I am conducting testing on our Fibre Channel infrastructure before we bring some new systems online. During the FC testing, I noticed some odd behavior that I don't think should be happening. Configuration:
2x UCS 6248 FIs, 2.0(4a)
2x MDS9148 5.2(2a)
B200 M3 blades with mLOM
Each FI has 4x 8Gb port-channel in trunk mode to its respective MDS switch, for a 32-Gb port channel. Our storge array is of course connected to the MDS9148 switches. From both a physical UCS blade and an ESXi server, I have IOmeter running slamming the array with traffic. The array is active/active (3PAR), and each LUN has four concurrently active paths. Round robin I/O is configured in VMware and Windows, and all storage ports show equally balanced traffic.
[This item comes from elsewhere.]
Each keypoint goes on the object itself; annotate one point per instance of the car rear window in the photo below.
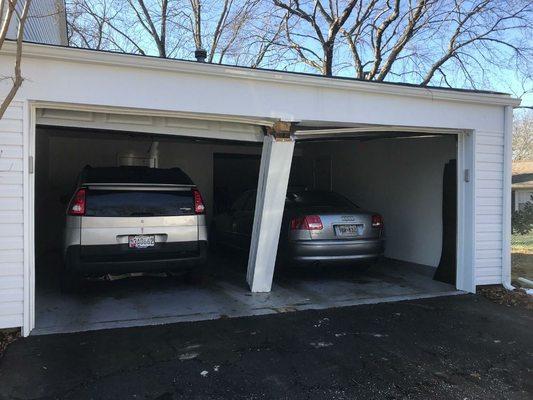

The problem presents itself when I physically disconnect a *single cable* in the port channel on just one fabric. At this point I would think the FIs would detect the lost link and in less than a second re-route traffic over the three remaining port-channel links. But what happens, when monitoring the storage ports is a drop down to practically 0 KB/s for 10-60 seconds for one of the test hosts (happens to either ESXi and Windows) across both fabrics. Neither VMware nor Windows logs any path failures, as no paths are down since three port channel links are still up and I/Os can reach the array. If I look in vCenter at storage performance, it shows a large disturbance in I/Os when the cable is pulled.
Now if the host had to fail over because of an entirely failed fabric, then I would expect the host MPIO software to take <30 seconds to reconfigure around the failure. But pulling one of four port channel links is transparent to the hosts and storage array, so I can't understand the big drop in I/Os.